Una delle note più stonate di una serata che già non verrà ricordata con entusiasmo, per usare un eufemismo, dai tifosi dei Colts è stata la prestazione opaca di Reggie Wayne: già si sapeva che la sua condizione fisica non era eccellente e che in settimana non aveva concluso tutti gli allenamenti con la squadra; così il peso è passato sulle spalle di Pierre Garà§on e Austin Collie, che nonostante il touchdown del primo e le buone ricezioni del rookie nel tentativo di rimonta, hanno dimostrato di non averle ancora così larghe da sostenere l'onere in situazioni tanto importanti.
Nota a parte merita il sempre immenso Dallas Clark: il fuoriclasse dei tight end si è fatto trovare pronto quando la squadra più ne aveva bisogno sul 23-17 Saints, orchestrando con il suo quaterback un drive praticamente perfetto, concluso con il touchdown di Addai da poche yards.

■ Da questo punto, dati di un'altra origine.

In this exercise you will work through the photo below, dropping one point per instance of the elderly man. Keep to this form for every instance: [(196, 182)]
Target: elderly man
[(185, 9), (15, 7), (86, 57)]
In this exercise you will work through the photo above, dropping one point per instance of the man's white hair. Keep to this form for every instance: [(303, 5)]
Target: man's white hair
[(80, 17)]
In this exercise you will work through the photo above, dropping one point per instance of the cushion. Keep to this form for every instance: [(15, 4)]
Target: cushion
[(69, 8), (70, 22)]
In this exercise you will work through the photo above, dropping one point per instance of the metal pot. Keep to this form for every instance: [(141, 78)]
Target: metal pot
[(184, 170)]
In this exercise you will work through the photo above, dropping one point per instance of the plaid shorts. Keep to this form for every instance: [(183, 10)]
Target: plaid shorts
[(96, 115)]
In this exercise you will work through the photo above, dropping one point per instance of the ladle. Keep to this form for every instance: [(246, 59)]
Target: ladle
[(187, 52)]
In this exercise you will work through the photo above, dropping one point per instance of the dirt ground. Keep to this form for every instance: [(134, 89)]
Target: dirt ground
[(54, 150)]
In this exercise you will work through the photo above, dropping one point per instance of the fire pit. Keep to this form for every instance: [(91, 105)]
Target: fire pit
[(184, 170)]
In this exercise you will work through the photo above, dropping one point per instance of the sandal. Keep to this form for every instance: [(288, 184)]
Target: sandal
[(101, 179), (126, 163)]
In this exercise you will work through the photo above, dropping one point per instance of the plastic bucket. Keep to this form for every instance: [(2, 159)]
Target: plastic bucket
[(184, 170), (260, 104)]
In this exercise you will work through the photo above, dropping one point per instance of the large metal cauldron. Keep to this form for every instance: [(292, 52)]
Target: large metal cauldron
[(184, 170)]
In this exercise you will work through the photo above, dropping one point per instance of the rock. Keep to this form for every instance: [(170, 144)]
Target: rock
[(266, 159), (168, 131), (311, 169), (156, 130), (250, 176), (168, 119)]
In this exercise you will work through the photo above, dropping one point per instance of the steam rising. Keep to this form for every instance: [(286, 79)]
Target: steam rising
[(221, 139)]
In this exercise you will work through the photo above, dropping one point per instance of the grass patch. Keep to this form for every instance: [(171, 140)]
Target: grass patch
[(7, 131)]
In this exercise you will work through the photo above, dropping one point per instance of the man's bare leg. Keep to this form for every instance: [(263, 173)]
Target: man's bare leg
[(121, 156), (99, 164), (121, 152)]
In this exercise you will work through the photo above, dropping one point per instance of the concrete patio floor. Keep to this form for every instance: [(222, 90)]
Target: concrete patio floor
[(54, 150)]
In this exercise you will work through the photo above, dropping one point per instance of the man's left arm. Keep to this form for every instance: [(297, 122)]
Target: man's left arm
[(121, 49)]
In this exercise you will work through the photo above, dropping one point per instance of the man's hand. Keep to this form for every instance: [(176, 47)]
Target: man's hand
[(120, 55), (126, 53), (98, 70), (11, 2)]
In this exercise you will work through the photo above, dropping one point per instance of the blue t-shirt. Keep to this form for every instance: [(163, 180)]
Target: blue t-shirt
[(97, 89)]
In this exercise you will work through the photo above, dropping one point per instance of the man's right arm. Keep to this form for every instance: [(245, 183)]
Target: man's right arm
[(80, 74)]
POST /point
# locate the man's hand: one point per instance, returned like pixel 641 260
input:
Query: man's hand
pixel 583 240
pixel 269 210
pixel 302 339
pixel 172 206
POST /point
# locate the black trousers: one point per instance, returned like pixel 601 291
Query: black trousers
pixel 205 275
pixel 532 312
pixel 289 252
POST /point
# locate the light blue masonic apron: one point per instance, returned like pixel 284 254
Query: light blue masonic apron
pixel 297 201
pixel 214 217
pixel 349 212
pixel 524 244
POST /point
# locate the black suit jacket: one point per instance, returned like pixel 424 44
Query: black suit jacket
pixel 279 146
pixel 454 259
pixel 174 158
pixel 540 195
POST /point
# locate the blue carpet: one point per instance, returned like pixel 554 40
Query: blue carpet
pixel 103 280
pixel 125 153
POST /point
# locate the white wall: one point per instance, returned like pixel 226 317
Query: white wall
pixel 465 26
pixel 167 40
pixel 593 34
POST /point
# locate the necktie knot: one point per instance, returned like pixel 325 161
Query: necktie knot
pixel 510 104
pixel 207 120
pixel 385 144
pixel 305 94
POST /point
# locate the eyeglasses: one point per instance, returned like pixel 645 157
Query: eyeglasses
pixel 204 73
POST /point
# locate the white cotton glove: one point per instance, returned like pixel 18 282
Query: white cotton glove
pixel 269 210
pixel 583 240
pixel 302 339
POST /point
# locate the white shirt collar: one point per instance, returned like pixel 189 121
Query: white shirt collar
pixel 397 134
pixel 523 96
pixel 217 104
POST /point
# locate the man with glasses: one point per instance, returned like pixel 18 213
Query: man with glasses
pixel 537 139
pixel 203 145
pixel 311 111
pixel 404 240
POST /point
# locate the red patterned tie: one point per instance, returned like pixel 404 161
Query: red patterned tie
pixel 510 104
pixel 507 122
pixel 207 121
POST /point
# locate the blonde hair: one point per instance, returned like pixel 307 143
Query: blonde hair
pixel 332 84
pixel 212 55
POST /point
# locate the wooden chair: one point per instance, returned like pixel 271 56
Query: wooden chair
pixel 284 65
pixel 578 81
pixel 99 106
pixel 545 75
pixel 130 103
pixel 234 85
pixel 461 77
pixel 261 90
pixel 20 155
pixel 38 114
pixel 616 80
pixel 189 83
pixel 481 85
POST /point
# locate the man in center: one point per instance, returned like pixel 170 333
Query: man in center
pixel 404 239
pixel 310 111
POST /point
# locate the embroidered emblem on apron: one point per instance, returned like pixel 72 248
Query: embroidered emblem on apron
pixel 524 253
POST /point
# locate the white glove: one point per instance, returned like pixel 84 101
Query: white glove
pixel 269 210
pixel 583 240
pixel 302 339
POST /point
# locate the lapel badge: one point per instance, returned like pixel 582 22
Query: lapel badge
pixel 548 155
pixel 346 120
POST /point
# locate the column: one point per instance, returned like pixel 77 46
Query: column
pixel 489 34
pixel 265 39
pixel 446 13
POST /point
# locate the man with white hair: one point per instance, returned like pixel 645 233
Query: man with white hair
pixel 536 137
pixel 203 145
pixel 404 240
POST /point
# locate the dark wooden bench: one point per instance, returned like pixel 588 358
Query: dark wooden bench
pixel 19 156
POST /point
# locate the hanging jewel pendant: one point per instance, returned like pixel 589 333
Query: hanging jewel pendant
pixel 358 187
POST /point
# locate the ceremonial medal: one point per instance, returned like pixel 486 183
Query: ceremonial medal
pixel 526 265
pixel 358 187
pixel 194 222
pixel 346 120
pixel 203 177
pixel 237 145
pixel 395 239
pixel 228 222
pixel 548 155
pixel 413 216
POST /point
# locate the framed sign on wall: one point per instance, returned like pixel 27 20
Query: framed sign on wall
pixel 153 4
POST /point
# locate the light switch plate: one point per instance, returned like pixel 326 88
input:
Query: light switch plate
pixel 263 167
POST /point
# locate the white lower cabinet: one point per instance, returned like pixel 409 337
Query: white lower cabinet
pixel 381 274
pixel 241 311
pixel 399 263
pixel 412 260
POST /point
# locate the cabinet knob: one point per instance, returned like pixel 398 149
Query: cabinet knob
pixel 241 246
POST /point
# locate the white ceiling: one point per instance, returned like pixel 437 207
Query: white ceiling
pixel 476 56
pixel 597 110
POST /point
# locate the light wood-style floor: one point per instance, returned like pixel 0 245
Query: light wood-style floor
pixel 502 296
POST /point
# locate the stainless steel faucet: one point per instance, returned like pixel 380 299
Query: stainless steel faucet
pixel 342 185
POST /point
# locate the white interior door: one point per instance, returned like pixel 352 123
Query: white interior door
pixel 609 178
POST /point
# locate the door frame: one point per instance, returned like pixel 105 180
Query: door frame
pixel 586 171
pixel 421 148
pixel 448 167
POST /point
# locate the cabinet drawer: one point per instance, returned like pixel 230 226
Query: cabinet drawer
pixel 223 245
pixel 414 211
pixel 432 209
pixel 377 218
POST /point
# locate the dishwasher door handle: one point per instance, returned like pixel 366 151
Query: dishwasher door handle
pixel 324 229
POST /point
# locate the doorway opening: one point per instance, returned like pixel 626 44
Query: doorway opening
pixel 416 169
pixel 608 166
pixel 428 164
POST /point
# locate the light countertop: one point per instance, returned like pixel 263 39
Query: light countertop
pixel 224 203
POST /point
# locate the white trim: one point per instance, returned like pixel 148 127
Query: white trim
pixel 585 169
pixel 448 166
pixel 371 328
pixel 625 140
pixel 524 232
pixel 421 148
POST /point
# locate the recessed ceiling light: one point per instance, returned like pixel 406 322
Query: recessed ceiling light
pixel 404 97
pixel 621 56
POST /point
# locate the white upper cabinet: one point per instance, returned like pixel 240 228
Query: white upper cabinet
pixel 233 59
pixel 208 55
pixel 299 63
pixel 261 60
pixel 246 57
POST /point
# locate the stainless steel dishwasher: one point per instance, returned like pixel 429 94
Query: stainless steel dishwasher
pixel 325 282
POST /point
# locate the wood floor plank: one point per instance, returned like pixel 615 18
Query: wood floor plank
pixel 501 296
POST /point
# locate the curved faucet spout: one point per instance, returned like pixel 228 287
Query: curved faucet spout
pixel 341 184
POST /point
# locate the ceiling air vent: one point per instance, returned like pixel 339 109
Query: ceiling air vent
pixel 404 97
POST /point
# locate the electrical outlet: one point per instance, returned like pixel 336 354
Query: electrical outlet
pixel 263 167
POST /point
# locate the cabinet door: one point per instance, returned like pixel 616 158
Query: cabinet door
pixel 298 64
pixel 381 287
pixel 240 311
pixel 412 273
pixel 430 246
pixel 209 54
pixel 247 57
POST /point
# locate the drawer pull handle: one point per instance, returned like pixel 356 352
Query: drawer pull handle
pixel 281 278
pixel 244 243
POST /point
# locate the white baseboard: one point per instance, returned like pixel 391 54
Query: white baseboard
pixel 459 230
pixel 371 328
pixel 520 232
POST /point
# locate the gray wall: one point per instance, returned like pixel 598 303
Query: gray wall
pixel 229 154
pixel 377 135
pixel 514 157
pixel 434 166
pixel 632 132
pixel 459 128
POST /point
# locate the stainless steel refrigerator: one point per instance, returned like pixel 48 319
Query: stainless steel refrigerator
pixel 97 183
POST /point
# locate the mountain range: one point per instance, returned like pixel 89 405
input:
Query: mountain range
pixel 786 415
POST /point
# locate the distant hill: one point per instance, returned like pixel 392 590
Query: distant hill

Il prodotto di Iowa rimarrà un punto fermo da cui ricominciare anche il prossimo anno.
L'altro grosso punto di domanda di tutta la settimana che ha anticipato il Super Bowl riguardava le possibilità o meno per Dwight Freeney di scendere in campo: alla fine stringendo i denti ha preso parte al primo tempo della sfida, dimostrando che anche su una caviglia sola poteva riuscire a fare la differenza.
Quando non si è più presentato dopo lo spettacolo dell'intervallo la difesa ha letteralmente subito un black out, dimostrandosi troppo Freeney-dipendente: senza la pressione del numero 93 Brees ha cominciato a esplorare chirurgicamente la difesa dei Colts con continui lanci da 10-15 yards e "colpendo" diversi ricevitori, vero marchio di fabbrica di quest'anno della squadra della Louisiana.
Se si può dire che con le sue scelte coack Jim Caldwell non ha perso la partita, coach Sean Payton invece con le sue l'ha vinta: l'allenatore dei Colts, che ha sostituito un'istituzione a Indy come Tony Dungy, ha condotto bene la gara, ma, a conti fatti, è sembrato più accompagnarla senza fantasia verso l'epilogo avverso, non dando la sensazione di audacia trasmessa dal collega dei Saints, che tra quarti down giocati sulla linea di meta e l'onside kick di inizio secondo tempo, ha cercato in tutti i modi di sovvertire il pronostico, alla fine riuscendoci.
Poichè la mancanza di fantasia imputata non si può ritenere un peccato capitale, resta comunque una cavalcata incredibile quella del rookie coach, che ha portato il suo team alla finale assoluta, mostrando un gran bel gioco offensivo e coprendo con il trucco le varie rughe della propria difesa, le quali sono venute alla luce nel momento purtroppo decisivo.
"Ora sono solo dispiaciuto, molto dispiaciuto. Faccio comunque i complimenti a Drew Brees che ha giocato una partita incredibile" sono state le parole a caldo del quarterback sconfitto che ha dimostrato come sempre un grande fair play.
Il giorno dopo porta con sé tutti i dubbi e gli enigmi di quella che si prospetta una lunga off season: naturalmente si riparte da Peyton Manning e non potrebbe essere altrimenti, così come penso verrà riconfermato il blocco dei ricevitori.
Dovrà essere ampliato e variato il running game, magari aiutando Joseph Addai a dividere i compiti di correre la palla (forse proprio coadiuvato maggiormente dal rookie Donald Brown). In difesa sono almeno 2/3 i giocatori che la dirigenza farà bene a cercare nel mercato dei free agents: la linea difensiva e un linebacker di valore farebbero non poco comodo.
Resta l'amarezza ma anche la consapevolezza di poter competere ancora per almeno un lustro ai vertici della AFC e poter nuovamente tentare di consolidare una posizione di dominio ormai decennale, purtroppo non finalizzata da successi ulteriori a quello del 2007 con i Bears.
Un secondo trionfo gratificherebbe il lavoro di questi anni della franchigia dell'Indiana e porrebbe il loro quaterback indubbiamente nell'olimpo dei grandi vincenti, lontano dalle critiche dei detrattori. Un posto che Peyton Manning merita.